Getting started

Installation

To install Soundata simply do:

pip install soundata

We recommend to do this inside a conda or virtual environment for reproducibility.

Soundata is easily imported into your Python code by:

import soundata

Initializing a dataset

Print a list of all available dataset loaders by calling:

import soundata
print(soundata.list_datasets())

To use a loader, (for example, urbansound8k) you need to initialize it by calling:

import soundata
dataset = soundata.initialize('urbansound8k', data_home='/choose/where/data/live')

You can specify the directory where the Soundata data is stored by passing a path to data_home.

Soundata supports working with multiple dataset versions. To see all available versions of a specific dataset, run soundata.list_dataset_versions('urbansound8k').

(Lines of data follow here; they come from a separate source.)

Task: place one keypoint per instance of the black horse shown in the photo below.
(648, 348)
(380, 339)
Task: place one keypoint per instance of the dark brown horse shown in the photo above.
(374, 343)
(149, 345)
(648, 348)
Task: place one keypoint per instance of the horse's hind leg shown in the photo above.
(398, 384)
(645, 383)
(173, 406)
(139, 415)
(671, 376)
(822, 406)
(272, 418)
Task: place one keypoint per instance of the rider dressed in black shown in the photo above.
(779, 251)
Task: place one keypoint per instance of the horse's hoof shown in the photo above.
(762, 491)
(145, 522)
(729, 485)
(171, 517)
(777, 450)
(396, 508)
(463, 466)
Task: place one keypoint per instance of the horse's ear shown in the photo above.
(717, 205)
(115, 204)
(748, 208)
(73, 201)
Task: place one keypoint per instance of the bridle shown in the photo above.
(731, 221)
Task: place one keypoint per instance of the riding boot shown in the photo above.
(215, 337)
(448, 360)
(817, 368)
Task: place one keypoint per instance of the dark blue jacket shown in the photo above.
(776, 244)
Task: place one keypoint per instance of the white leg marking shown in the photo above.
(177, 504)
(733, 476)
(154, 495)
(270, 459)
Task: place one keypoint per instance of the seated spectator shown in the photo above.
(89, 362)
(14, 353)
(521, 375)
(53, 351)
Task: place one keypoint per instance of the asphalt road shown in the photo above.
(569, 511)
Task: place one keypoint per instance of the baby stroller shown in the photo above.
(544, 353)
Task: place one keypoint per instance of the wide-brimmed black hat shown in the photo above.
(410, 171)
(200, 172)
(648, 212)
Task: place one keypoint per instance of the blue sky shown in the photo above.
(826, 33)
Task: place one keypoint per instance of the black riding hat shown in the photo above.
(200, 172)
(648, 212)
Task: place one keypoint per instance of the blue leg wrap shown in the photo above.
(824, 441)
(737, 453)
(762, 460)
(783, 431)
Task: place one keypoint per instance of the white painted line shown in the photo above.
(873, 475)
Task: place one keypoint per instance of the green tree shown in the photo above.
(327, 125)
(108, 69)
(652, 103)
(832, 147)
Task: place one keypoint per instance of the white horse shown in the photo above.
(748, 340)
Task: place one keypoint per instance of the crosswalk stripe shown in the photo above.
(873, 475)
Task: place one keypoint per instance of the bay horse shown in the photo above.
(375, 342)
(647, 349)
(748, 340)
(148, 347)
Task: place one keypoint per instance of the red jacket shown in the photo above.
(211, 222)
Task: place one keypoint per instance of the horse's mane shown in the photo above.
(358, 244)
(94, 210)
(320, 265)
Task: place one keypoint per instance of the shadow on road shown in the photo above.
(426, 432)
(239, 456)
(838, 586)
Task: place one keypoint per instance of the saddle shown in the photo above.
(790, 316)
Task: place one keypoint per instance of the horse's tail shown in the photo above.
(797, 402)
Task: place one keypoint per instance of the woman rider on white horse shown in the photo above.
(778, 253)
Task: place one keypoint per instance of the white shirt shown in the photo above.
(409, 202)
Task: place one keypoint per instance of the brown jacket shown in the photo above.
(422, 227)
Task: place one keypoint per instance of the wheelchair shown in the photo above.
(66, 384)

Use version parameter if you wish to use a version other than the default one.

import soundata
dataset = soundata.initialize('urbansound8k', data_home='/choose/where/data/live', version="1.0")

Downloading a dataset

All dataset loaders in soundata have a download() function that allows the user to download:

The canonical version of the dataset (when available).
The dataset index, which indicates the list of clips in the dataset and the paths to audio and annotation files.

The index, which is considered part of the source files of Soundata, is specifically downloaded by running download(["index"]). Indexes will be directly stored in Soundata’s indexes folder (soundata/datasets/indexes) whereas users can indicate where the dataset files will be stored via data_home.

Downloading a dataset into the default folder

In this first example, data_home is not specified. Thus, UrbanSound8K will be downloaded and retrieved from the default folder, sound_datasets, created in the user’s root folder:

import soundata
dataset = soundata.initialize('urbansound8k')
dataset.download()  # Dataset is downloaded into "sound_datasets" folder inside user's root folder

Downloading a dataset into a specified folder

In the next example data_home is specified, so UrbanSound8K will be downloaded and retrieved from the specified location:

dataset = soundata.initialize('urbansound8k', data_home='Users/johnsmith/Desktop')
dataset.download()  # Dataset is downloaded to John Smith's desktop

Partially downloading a dataset

The download() function allows to partially download a dataset. In other words, if applicable, the user can select which elements of the dataset they want to download. Each dataset has a REMOTES dictionary were all the available downloadable elements are listed.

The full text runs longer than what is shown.